Textes

Primo Levi
la trêve (pages 25 à 27)

 

Urbinek n’était rien. C’était un enfant de la mort, un enfant d’Auschwitz. Il ne paraissait pas plus de trois ans. Personne ne savait rien de lui, il ne savait pas parler, il n’avait pas de nom : ce nom curieux d'Hurbinek lui venait de nous, peut-être d'une des femmes qui avait rendu ainsi un des sons inarticulés que l'enfant émettait parfois. Il était paralysé à partir des reins et avait les jambes atrophiées, maigres comme des flûtes ; mais ses yeux, perdus dans un visage triangulaire et émacié, étincelaient, terriblement vifs, suppliants, affirmatifs, pleins de la volonté de briser ses chaînes, de rompre les barrières mortelles de son mutisme. La parole qui lui manquait, que personne ne s'était soucié de lui apprendre, le besoin de la parole jaillissait dans son regard avec une force explosive ; un regard à la fois sauvage et humain, un regard adulte qui jugeait, que personne d'entre-nous n'arrivait à soutenir, tant il était chargé de force et de douleur.

Personne sauf  Henek, mon voisin de lit, un jeune hongrois de quinze ans, robuste et florissant. Henek passait ses journées à côté du lit d'Hurbinek. Il était plus maternel que paternel : et sans doute, si notre cohabitation précaire s'était prolongée au delà d'un mois, Hurbinek, grâce à Henek, aurait-il appris à parler ; sûrement mieux qu'avec les jeunes polonaises trop tendres et futiles qui l'étourdissaient de caresses et de baisers mais n'entraient pas dans son intimité.

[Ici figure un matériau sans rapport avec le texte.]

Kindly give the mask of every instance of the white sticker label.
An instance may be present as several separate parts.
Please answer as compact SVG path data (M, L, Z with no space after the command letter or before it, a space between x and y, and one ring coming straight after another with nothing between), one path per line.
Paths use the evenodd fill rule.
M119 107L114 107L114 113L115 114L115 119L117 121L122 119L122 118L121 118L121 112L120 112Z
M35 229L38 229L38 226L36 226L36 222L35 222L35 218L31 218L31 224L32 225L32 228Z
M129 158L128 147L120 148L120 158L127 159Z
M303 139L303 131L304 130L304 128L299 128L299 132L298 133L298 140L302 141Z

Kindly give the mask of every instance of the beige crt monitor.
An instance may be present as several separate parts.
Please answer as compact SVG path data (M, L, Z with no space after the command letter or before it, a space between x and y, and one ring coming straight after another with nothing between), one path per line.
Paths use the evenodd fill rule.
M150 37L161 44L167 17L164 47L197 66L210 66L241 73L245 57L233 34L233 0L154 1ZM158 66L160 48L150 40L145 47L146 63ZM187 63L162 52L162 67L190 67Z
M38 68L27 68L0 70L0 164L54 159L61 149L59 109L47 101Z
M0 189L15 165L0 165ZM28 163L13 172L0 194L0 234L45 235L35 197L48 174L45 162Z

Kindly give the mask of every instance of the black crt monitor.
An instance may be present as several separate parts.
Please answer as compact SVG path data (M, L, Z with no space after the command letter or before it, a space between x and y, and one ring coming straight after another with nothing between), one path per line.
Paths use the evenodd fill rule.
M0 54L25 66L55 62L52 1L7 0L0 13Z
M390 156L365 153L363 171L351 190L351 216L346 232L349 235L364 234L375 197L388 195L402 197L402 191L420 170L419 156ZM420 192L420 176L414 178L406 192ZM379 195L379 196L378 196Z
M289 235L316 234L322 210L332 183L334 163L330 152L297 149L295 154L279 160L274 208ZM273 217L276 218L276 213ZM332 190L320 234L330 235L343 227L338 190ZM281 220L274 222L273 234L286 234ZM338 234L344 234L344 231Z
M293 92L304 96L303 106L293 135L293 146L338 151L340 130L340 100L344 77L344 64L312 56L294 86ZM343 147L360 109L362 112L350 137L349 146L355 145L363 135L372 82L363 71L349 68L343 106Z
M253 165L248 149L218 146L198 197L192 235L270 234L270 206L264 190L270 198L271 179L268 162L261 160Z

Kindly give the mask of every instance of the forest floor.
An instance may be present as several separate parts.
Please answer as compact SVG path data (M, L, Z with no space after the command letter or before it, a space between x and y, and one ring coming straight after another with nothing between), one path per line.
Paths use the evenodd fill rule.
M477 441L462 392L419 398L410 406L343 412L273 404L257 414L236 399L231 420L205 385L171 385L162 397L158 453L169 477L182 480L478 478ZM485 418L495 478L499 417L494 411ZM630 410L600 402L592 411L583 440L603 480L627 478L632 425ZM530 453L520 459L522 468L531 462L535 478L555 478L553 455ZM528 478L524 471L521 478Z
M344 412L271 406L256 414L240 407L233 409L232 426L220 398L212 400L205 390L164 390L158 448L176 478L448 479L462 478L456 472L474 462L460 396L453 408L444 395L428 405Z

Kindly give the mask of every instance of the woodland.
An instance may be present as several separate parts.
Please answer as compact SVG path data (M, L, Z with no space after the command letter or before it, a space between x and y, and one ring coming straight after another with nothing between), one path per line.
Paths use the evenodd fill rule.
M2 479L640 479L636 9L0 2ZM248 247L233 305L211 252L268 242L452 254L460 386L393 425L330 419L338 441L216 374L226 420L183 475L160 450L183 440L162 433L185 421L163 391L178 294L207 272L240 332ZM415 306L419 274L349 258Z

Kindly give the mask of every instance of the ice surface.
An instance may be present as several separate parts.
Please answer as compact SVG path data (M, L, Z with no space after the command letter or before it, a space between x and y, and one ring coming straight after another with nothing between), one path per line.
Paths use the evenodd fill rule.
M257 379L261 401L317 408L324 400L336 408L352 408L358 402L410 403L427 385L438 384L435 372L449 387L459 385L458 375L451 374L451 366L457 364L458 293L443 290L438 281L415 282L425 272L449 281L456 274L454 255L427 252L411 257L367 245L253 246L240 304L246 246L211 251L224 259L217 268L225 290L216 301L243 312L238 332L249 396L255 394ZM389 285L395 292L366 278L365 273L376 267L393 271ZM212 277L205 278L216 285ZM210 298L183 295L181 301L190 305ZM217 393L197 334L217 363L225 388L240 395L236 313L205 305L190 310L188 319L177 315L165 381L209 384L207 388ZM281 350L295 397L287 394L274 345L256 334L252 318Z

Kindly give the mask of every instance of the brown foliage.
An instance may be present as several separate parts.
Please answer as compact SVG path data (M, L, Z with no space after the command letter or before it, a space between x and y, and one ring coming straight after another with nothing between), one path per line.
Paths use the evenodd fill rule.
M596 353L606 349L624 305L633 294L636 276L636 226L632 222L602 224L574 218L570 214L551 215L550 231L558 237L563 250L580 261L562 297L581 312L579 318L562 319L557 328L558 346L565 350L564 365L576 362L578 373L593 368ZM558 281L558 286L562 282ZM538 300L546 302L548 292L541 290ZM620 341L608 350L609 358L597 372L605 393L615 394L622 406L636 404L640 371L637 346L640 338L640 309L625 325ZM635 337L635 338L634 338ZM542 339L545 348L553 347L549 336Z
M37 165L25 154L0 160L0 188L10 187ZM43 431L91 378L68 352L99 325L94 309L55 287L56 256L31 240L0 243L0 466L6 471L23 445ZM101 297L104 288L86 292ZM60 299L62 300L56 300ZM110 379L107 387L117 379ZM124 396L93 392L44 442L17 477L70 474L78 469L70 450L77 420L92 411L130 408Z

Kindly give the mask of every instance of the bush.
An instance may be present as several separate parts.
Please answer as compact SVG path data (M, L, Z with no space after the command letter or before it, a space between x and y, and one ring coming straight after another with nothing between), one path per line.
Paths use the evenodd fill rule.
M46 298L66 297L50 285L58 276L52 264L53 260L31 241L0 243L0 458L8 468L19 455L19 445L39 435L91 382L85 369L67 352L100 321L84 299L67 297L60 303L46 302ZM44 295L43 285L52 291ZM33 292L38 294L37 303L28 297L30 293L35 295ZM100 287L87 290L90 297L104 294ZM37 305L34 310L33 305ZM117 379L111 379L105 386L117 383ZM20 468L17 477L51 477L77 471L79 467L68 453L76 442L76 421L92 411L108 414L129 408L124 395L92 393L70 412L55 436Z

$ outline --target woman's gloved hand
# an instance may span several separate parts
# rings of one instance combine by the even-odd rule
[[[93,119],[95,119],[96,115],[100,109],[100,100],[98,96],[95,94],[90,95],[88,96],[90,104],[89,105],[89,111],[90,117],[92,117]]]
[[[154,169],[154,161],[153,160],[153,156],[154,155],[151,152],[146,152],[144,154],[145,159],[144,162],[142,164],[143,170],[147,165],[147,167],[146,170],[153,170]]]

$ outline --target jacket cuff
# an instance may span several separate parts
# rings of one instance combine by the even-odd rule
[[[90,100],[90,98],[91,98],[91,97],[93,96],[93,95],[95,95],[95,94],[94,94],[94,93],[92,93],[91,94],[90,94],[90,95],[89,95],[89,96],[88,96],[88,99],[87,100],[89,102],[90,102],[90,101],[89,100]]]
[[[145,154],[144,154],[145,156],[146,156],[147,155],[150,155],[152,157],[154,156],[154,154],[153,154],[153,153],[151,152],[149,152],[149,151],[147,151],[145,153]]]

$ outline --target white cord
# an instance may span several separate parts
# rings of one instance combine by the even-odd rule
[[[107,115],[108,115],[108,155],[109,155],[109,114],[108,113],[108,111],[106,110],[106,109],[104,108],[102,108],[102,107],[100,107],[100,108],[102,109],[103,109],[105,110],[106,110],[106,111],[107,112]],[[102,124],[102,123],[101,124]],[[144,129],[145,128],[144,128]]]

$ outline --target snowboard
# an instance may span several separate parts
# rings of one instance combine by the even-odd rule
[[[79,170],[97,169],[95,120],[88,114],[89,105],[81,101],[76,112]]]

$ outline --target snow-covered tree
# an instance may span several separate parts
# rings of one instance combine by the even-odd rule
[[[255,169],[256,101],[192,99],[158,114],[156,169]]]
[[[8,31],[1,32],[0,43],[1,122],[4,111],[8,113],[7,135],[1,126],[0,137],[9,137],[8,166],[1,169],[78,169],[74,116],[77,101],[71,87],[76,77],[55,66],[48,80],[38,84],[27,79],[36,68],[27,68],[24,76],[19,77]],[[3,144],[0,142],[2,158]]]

Au contraire Henek, avec une obstination tranquille, s’asseyait à côté du petit sphinx, protégé contre la puissance triste qui en émanait. Il lui portait à manger, arrangeait ses couvertures, le lavait avec des mains habiles, sans répugnance, et il lui parlait. Il lui parlait toute la journée, en hongrois naturellement, dans sa langue à lui, d’une voix lente et patiente. Au bout d’une semaine Henek annonça sérieusement, mais sans l’ombre d’une présomption que Urbinek  disait un mot. Quel mot ? Il l’ignorait, un mot difficile, pas hongrois, quelque chose comme “mass-klo", "matisklo”. La nuit, nous tendîmes l’oreille, et c’était vrai, du coin d'Urbinek venait de temps en temps un son, un mot, pas toujours le même à vrai dire, mais certainement un mot articulé, mieux, plusieurs mots articulés de façon très peu différente, des variations expé-rimentales autour d’un thème, d’une racine, peut- être d’un nom. Tant qu’il resta en vie, Urbinek poursuivit avec obstination ses expériences . Les jours suivants nous l’écoutions tous, en silence, anxieux de comprendre et il y avait parmi nous des représentants de  toutes les langues d’Europe, mais le mot d'Urbinek resta secret. Ce n’était certes pas un message, une révélation, mais peut-être son nom, si tant est qu’il en ait eu un. Peut-être, selon une de nos hypothèses voulait-il dire "manger" ou peut-être "pain" où "viande" en bohémien, comme le soutenait avec de bons arguments un de nous qui connaissait cette langue.

Urbinek qui avait trois ans, qui était né à Auschwitz et n’avait jamais vu un arbre, Urbinek qui avait combattu comme un homme jusqu’au dernier souffle pour entrer dans le monde des hommes, dont une puissance bestiale l’avait exclu. Urbinek le sans-nom dont le minuscule avant-bras portait le tatouage d’Auschwitz. Urbinek mourut les premiers jours de mars 1945, libre, mais non racheté. Il ne reste rien de lui, il témoigne à travers mes paroles.